The animation shows on the left ice extending over the last 18 days all the way to the Russian shoreline, filling in East Siberian (lower), Laptev (middle) and Kara Seas (top). Thus the North Sea Route is covered with ice at this time.
The chart above summarizes shipping traffic through the NSR in 2021, comprising 65 transits along the route between Asia on the right and Europe on the left. Source: Northern Sea Route Information Office
Russia has big plans for the NSR including a new class of container ships (above) designed specifically for the NSR. As explained in the Barents Observer, Russia is not counting on an ice-free Arctic shipping lane any time soon. Shipping on Northern Sea Route has course for 35 million tons in 2021. Excerpts in italics with my bolds.
There is considerable growth in shipments on Russia’s remote Arctic route, but shippers will have to boost deliveries by more than 100 percent in only two years if they are to reach the target set by the Kremlin.
Moscow sees the Northern Sea Route as a top priority project that ultimately could open an alternative trade route between Asia and Europe. Several major nuclear-powered icebreakers are under construction, among them the first Lider-class ship.

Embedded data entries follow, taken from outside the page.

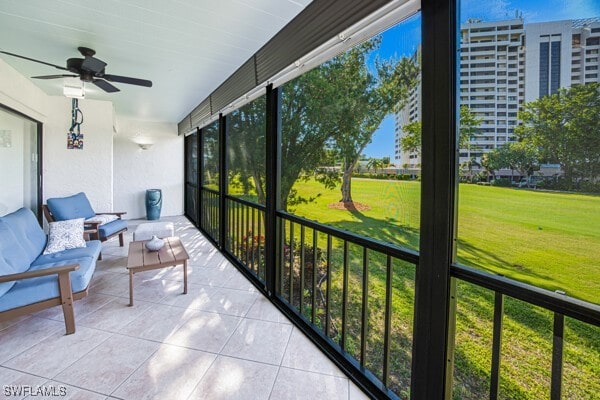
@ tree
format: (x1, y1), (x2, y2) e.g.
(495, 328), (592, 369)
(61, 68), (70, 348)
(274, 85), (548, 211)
(515, 83), (600, 186)
(324, 37), (419, 202)
(400, 121), (422, 156)
(400, 105), (482, 156)
(485, 142), (538, 186)
(227, 96), (266, 204)
(458, 105), (483, 155)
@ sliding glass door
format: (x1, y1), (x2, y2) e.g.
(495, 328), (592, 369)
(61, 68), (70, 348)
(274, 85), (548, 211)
(0, 106), (41, 219)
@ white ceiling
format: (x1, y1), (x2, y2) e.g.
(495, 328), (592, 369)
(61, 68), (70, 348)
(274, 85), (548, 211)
(0, 0), (311, 122)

The 80 million tons target for the Northern Sea Route was set by Vladimir Putin in his so-called May Decrees in 2018. Russian state officials have since struggled to find ways to meet the ambitious goal.

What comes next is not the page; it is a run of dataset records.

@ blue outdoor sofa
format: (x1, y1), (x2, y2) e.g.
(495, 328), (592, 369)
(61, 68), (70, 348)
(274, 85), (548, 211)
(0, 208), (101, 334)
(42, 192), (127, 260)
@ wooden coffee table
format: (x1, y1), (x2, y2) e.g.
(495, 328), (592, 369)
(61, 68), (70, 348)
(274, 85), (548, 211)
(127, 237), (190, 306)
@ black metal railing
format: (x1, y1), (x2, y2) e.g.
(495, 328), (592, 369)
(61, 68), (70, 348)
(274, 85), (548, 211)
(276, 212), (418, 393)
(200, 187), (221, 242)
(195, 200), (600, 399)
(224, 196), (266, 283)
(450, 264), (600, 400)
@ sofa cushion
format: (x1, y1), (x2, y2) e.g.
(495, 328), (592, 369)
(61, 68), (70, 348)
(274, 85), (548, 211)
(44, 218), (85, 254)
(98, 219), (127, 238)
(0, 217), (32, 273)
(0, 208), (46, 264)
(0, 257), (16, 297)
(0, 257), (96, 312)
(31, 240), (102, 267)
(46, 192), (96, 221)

According to Deputy Prime Minister Yuri Trutnev, a fleet of five LK60 (project 22220) icebreakers will be in operation by 2026 and by 2027 – the first Lider will sail in the Arctic waters. In a government meeting in early October this year, Trutnev outlined the need for as many as 30 new tankers, 40 bulk carriers and 22 container ships for Arctic shipping.
Year-round shipping on the route will start already in 2023-2024, he explained.
The graph below shows October refreezing is tracking about 400k km2 above the 14-year average.
SII is having technical difficulties and has not updated in more than a week. Note also the much greater ice extent in 2021 compared to 2020, 2019, or 2007.